Taka opcja jest od dawna. Ale tobie się pewnie marzy taka opcja, byś sama blokowała kogo ci się podoba? Czy raczej, kto ci się nie podoba...;-)
Myślę, że to jest, pewnego rodzaju deprywacja, która znajduje ujście na Forum ;)
I Ok. Ja tam tolerancyjna jestem dla wszelkich nieszkodliwych aberracji ;)
Bokciu, apeluje o więcej tolerancji! Wszak Ty i ja, mamy także swoiste zaburzenia. Uważam, że ludzie z zaburzeniami, niegroźnymi, zaznaczam, są ciekawsi. Łamią monotonie ludzi żyjących wg ustalonych norm ;)
Daj żyć dziewczynie. Bez niej Forum by było nudne. A eklektyzm intelektualny na takich forach, myślę, że jest wskazany
Ale tego to my nie wiemy, na jakie zaburzenia cierpi rzeczone dziewczę. Może gdybyś miała z nią do czynienia w realu - bez wahania wbiłaby Ci nóż w plecy za kwestionowanie jej zadania. ;)

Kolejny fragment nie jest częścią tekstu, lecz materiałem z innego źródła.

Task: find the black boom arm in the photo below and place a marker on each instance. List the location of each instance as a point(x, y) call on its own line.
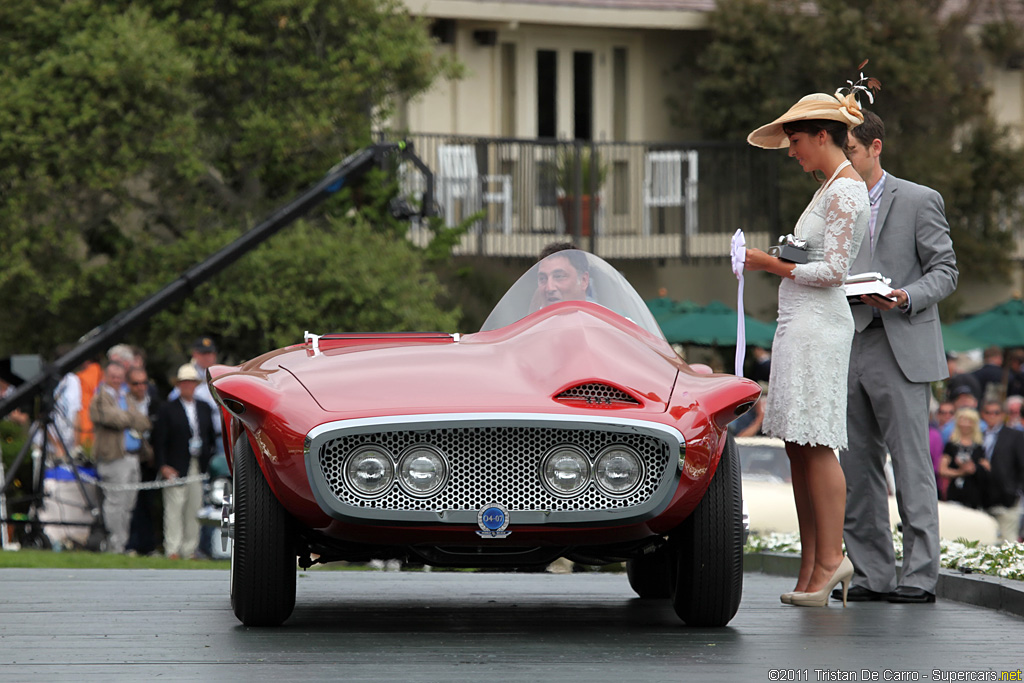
point(345, 173)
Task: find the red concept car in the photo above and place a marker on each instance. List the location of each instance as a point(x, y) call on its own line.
point(566, 427)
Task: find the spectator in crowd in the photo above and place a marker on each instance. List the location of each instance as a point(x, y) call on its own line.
point(143, 537)
point(204, 355)
point(962, 461)
point(183, 442)
point(963, 399)
point(90, 375)
point(989, 376)
point(122, 354)
point(936, 444)
point(944, 420)
point(1015, 373)
point(957, 379)
point(115, 450)
point(67, 406)
point(1004, 464)
point(1013, 407)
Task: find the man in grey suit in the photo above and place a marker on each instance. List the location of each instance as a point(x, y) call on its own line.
point(897, 351)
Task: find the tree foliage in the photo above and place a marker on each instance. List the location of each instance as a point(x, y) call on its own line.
point(767, 53)
point(136, 138)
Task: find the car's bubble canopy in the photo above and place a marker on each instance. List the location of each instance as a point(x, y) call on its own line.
point(566, 275)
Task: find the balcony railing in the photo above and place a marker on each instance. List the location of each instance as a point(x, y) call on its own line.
point(651, 200)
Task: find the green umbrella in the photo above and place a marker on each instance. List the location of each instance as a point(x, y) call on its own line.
point(953, 340)
point(715, 325)
point(664, 307)
point(1000, 326)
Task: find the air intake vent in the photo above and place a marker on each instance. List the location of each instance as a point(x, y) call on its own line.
point(598, 395)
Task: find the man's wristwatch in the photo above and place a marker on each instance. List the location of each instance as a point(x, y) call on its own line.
point(905, 307)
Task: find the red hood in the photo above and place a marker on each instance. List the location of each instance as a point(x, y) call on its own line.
point(518, 368)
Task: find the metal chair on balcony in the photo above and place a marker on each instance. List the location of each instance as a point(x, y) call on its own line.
point(460, 181)
point(666, 184)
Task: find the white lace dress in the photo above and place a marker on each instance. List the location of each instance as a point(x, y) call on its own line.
point(811, 350)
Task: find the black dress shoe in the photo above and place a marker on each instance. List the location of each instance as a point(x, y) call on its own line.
point(859, 594)
point(907, 594)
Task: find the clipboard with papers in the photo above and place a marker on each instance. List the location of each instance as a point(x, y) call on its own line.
point(867, 283)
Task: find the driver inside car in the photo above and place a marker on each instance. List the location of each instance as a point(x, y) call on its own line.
point(563, 275)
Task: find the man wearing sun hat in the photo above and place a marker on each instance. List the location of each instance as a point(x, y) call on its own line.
point(204, 354)
point(183, 441)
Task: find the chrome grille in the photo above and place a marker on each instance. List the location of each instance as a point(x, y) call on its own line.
point(496, 465)
point(595, 392)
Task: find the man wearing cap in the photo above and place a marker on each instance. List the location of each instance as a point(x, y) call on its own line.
point(117, 460)
point(897, 352)
point(183, 441)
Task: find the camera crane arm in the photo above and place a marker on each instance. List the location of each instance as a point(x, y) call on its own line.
point(344, 173)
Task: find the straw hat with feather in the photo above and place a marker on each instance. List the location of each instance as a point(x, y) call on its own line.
point(844, 109)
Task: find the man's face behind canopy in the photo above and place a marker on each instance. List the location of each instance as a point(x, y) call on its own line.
point(558, 281)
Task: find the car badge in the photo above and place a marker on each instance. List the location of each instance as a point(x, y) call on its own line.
point(493, 519)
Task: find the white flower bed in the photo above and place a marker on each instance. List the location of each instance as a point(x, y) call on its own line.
point(1006, 560)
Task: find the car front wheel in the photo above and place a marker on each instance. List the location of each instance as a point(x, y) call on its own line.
point(708, 563)
point(262, 554)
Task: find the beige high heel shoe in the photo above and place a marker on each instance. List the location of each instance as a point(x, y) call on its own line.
point(843, 573)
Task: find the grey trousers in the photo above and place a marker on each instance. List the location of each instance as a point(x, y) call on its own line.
point(180, 524)
point(885, 410)
point(119, 505)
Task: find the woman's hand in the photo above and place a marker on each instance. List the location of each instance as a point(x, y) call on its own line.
point(757, 259)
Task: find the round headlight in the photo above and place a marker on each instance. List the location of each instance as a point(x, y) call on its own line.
point(617, 470)
point(422, 471)
point(565, 471)
point(370, 471)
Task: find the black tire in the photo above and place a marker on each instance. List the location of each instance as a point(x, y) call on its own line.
point(708, 548)
point(262, 554)
point(650, 575)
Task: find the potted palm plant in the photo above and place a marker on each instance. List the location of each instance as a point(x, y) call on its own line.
point(579, 169)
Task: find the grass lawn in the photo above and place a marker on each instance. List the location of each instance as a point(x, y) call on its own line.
point(80, 559)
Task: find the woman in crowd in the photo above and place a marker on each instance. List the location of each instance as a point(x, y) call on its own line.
point(961, 460)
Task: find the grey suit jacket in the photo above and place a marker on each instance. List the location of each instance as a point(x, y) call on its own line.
point(911, 246)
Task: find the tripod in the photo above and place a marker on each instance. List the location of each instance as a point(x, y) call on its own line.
point(47, 439)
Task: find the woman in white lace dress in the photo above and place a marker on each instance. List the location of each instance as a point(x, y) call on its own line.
point(811, 350)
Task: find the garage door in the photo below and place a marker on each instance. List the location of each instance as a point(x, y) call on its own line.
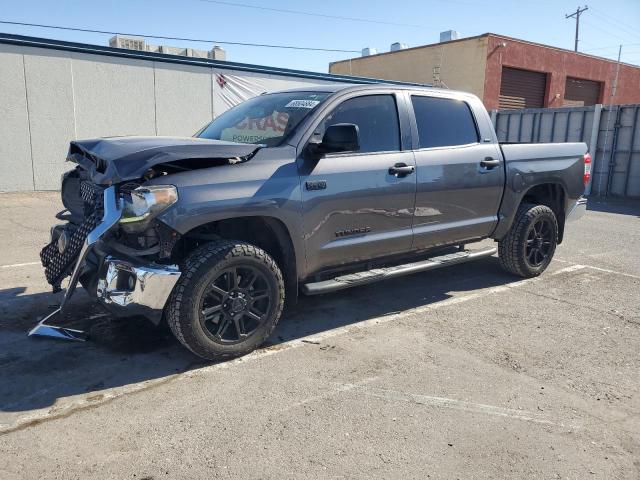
point(581, 93)
point(522, 88)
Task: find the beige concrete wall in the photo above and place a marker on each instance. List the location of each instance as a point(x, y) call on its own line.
point(462, 65)
point(50, 97)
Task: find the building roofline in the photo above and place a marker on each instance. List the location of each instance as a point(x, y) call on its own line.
point(62, 45)
point(489, 34)
point(429, 45)
point(560, 49)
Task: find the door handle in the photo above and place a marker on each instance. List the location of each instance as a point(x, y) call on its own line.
point(489, 163)
point(401, 169)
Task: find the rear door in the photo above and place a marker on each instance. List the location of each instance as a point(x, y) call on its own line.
point(460, 172)
point(354, 207)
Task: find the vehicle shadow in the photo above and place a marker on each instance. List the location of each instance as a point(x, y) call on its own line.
point(622, 206)
point(38, 373)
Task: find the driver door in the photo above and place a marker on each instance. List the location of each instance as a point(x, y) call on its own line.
point(356, 205)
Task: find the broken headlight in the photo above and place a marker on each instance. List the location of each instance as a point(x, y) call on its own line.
point(144, 203)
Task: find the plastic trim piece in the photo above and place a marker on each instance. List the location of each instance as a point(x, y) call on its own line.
point(370, 276)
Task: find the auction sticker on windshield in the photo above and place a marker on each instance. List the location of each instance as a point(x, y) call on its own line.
point(302, 103)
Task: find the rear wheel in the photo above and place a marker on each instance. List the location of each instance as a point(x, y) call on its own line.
point(227, 301)
point(529, 246)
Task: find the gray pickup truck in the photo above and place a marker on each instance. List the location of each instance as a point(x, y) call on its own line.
point(310, 190)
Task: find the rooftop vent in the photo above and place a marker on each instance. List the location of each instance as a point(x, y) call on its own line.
point(398, 46)
point(449, 35)
point(130, 43)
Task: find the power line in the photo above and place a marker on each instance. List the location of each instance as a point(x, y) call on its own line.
point(223, 42)
point(576, 15)
point(597, 11)
point(310, 14)
point(614, 24)
point(608, 47)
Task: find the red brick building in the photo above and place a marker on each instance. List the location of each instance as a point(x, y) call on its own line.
point(505, 72)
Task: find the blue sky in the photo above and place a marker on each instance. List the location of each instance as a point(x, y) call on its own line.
point(605, 25)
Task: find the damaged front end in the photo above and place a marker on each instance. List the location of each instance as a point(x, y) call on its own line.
point(111, 242)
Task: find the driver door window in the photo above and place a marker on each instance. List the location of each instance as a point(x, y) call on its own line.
point(377, 119)
point(362, 210)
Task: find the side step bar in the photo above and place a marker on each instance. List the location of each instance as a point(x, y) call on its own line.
point(377, 274)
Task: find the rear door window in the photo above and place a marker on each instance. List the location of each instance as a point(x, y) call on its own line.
point(443, 122)
point(377, 119)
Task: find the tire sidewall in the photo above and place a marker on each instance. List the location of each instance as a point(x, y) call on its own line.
point(199, 277)
point(529, 218)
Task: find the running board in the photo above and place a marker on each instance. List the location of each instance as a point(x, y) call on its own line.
point(377, 274)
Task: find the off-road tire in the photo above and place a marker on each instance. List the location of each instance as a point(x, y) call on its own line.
point(512, 248)
point(201, 268)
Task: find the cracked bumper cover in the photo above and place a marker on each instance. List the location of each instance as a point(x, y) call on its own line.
point(129, 289)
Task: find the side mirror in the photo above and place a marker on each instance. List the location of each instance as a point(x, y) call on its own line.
point(341, 137)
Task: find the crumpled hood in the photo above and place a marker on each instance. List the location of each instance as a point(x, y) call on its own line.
point(118, 159)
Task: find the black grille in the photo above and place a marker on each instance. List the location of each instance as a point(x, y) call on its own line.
point(59, 265)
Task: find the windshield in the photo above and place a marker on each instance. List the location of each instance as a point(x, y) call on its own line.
point(267, 119)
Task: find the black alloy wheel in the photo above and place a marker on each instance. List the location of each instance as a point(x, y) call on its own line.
point(539, 242)
point(235, 304)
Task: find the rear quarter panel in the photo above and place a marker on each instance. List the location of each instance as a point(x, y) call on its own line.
point(529, 165)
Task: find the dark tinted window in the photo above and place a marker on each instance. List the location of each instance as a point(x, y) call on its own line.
point(443, 122)
point(377, 119)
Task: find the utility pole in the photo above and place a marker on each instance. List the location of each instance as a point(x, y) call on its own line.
point(577, 14)
point(614, 89)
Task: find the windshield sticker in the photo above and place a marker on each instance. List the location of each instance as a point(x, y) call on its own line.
point(302, 104)
point(252, 130)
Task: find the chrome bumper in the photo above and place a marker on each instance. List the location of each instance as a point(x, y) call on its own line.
point(577, 210)
point(127, 289)
point(112, 213)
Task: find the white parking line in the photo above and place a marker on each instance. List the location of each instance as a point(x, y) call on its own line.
point(81, 402)
point(429, 400)
point(17, 265)
point(600, 269)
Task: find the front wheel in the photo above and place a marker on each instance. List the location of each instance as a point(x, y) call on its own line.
point(227, 301)
point(528, 247)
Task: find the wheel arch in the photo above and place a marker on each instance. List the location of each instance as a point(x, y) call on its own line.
point(552, 194)
point(266, 232)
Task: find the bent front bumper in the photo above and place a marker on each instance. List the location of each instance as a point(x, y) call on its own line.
point(577, 210)
point(127, 289)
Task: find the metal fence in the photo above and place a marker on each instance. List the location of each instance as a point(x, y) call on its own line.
point(610, 131)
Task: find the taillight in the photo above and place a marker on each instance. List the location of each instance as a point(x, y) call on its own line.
point(587, 169)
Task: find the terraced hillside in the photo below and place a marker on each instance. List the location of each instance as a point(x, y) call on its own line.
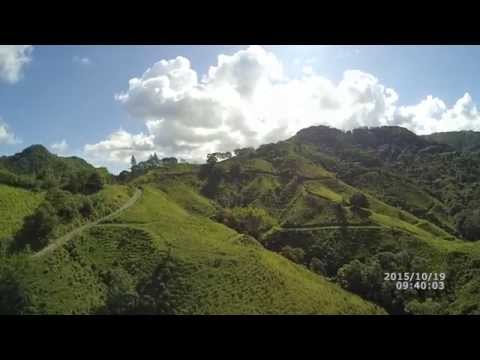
point(157, 257)
point(309, 225)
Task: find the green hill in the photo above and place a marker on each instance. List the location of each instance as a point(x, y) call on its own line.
point(157, 250)
point(15, 205)
point(306, 225)
point(463, 141)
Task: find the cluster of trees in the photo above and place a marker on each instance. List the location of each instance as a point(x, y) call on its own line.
point(248, 220)
point(367, 279)
point(217, 156)
point(152, 162)
point(150, 296)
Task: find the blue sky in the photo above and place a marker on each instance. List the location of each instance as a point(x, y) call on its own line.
point(68, 93)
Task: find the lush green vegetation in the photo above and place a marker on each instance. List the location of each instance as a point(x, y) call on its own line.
point(15, 205)
point(158, 258)
point(280, 229)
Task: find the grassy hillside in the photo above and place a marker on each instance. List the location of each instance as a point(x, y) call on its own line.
point(15, 205)
point(212, 270)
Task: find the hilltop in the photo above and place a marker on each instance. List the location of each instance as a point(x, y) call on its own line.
point(305, 225)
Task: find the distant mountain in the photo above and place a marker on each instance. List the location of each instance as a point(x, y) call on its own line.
point(341, 207)
point(464, 141)
point(36, 160)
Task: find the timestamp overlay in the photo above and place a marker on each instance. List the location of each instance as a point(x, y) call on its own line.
point(417, 280)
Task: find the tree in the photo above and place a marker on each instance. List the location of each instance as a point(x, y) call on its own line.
point(94, 183)
point(38, 227)
point(244, 151)
point(293, 254)
point(250, 220)
point(212, 158)
point(170, 161)
point(133, 162)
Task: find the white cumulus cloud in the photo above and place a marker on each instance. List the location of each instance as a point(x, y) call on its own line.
point(60, 147)
point(13, 59)
point(6, 135)
point(82, 60)
point(246, 99)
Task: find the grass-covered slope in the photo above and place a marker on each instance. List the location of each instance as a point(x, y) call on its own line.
point(213, 269)
point(15, 205)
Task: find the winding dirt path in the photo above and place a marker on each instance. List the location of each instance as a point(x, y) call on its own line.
point(65, 238)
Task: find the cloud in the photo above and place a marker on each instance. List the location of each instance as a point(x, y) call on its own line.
point(6, 136)
point(82, 60)
point(60, 147)
point(13, 59)
point(246, 99)
point(119, 147)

Mamy z Normą wspólną predylekcje do starych filmów, kina gangsterskiego i Rachel Weisz, więc suponuje, że mnie by oszczędziła. Co innego, jeśli chodzi o Twoja skromną osobę.
Nie ukrywam, czasem sama mam ochotę wsadzić Ci nóż gdzieś tam, po czym powołać się na wspomniane już zaburzenie ;)
Myślę, że P.T. Anderson uważnie śledzi Filmweb, i Twoje uwagi weźmie sobie głęboko do serca, i kolejne jego dzieło będzie na miarę Magnolii ;)
A swoja drogą, realizm magiczny nie jest oksymoronem, i ma swoja definicje.
Jest to fuzja magii i rzeczywistości. I ja osobiście uwielbiam ten oniryczny nurt.
Chwile magiczne zdarzają się dnia codziennego.
I wg mnie , realizm magiczny, ma uzasadnienie w psychologii filmowej, tudzież psychologicznych aspektach szarego człeka
„Trwaj chwilo, jakże jesteś piękna!”
J. W. Goethe
Zważywszy na aberrację aż nadto nieutajoną, zaproponuję nieszanownej użytkowniczce, aby wdrażać zaczęła paralaksy w materii autoprezentacja na FW i prawdziwy obraz na wizażu xD.
Tak więc, vilko1:
- jesteś grubasem ważącym niemal 70 kg i niemających szans na schudnięcie xD;
- ojojoj, a błyskawiczny retusz odrostów to oksymoron czy też wręcz przeciwnie?
- spodnie za 50zł? BRZYDAL xD
- przez 2 lata przybrałaś 10 kilogramów? Jesteś chora hormonalnie, a jak wiesz, to bardzo niebezpieczne, gdyż na psychikę rzutuje, nomen omen, nietęgo. Jedna z moich pacjentek, na ów przykład, leczyła się psychiatrycznie na CHAD, a wyszło, że ma po prostu niedoczynność tarczycy wraz z insulinoopornością. Wnioskuję, że ty też to masz, wszystkie trzy xD;
- oglądasz "Na dobre i na złe" i "Barwy szczęścia" - LOL.
Reszta mnie tak znudziła, że omieszkam nie czytać.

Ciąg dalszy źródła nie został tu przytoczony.